For common patterns we ship helpers:

from hessian_eigenthings.loss_fns import supervised_loss, hf_lm_loss, tlens_loss

# Equivalent to the loss_fn above
op = HessianOperator(model=model, dataloader=loader,
                    loss_fn=supervised_loss(torch.nn.functional.cross_entropy))

GGNOperator: split into forward_fn + loss_of_output_fn

GGN computes \(G v = J^\top H_\ell J v\), which needs the model output and the loss-of-output separately. We can't extract them from a single closure efficiently.

from hessian_eigenthings.operators import GGNOperator

def forward_fn(model, batch):
    inputs, _ = batch
    return model(inputs)

def loss_of_output_fn(output, batch):
    _, targets = batch
    return torch.nn.functional.cross_entropy(output, targets)

op = GGNOperator(
    model=model,
    dataloader=loader,
    forward_fn=forward_fn,
    loss_of_output_fn=loss_of_output_fn,
)

Or use the helpers:

from hessian_eigenthings.loss_fns import supervised_forward, supervised_loss_of_output

op = GGNOperator(
    model=model,
    dataloader=loader,
    forward_fn=supervised_forward,
    loss_of_output_fn=supervised_loss_of_output(torch.nn.functional.cross_entropy),
)

EmpiricalFisherOperator: per_sample_loss_fn(model, sample) -> Tensor

Empirical Fisher needs per-sample gradients. Provide a function that takes a single un-batched sample:

from hessian_eigenthings.operators import EmpiricalFisherOperator

def per_sample_loss(model, sample):
    x, y = sample
    return torch.nn.functional.cross_entropy(
        model(x.unsqueeze(0)), y.unsqueeze(0)
    )

op = EmpiricalFisherOperator(
    model=model,
    dataloader=loader,
    per_sample_loss_fn=per_sample_loss,
    sample_dim=0,    # which axis of the batch tensors is the sample axis
)

The operator uses torch.func.vmap(grad(...)) to vectorize over the batch, so per-sample grads are computed in one efficient pass — not a Python loop.

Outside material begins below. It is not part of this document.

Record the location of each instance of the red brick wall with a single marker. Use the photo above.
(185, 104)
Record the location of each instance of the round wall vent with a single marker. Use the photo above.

HuggingFace and TransformerLens

For HuggingFace causal LMs:

from hessian_eigenthings.loss_fns import hf_lm_loss, hf_lm_forward, hf_lm_loss_of_output

# Hessian
HessianOperator(model=hf_model, dataloader=batches, loss_fn=hf_lm_loss())

# GGN
GGNOperator(
    model=hf_model, dataloader=batches,
    forward_fn=hf_lm_forward(),
    loss_of_output_fn=hf_lm_loss_of_output(),
)

For TransformerLens:

from hessian_eigenthings.loss_fns import tlens_loss, tlens_forward, tlens_loss_of_output

HessianOperator(model=tlens_model, dataloader=tokens, loss_fn=tlens_loss())
GGNOperator(model=tlens_model, dataloader=tokens,
            forward_fn=tlens_forward(),
            loss_of_output_fn=tlens_loss_of_output())

Notes

  • The loss should be a scalar (tensor.dim() == 0).
  • Reduction matters for normalization: reduction='mean' produces the per-sample-mean Hessian; reduction='sum' is batch_size times larger. Stay consistent across batches in the same dataloader.
  • For losses that depend on multiple samples interacting (contrastive, in-batch negatives), the per-sample-loss API for empirical Fisher is undefined — use Hessian or GGN instead.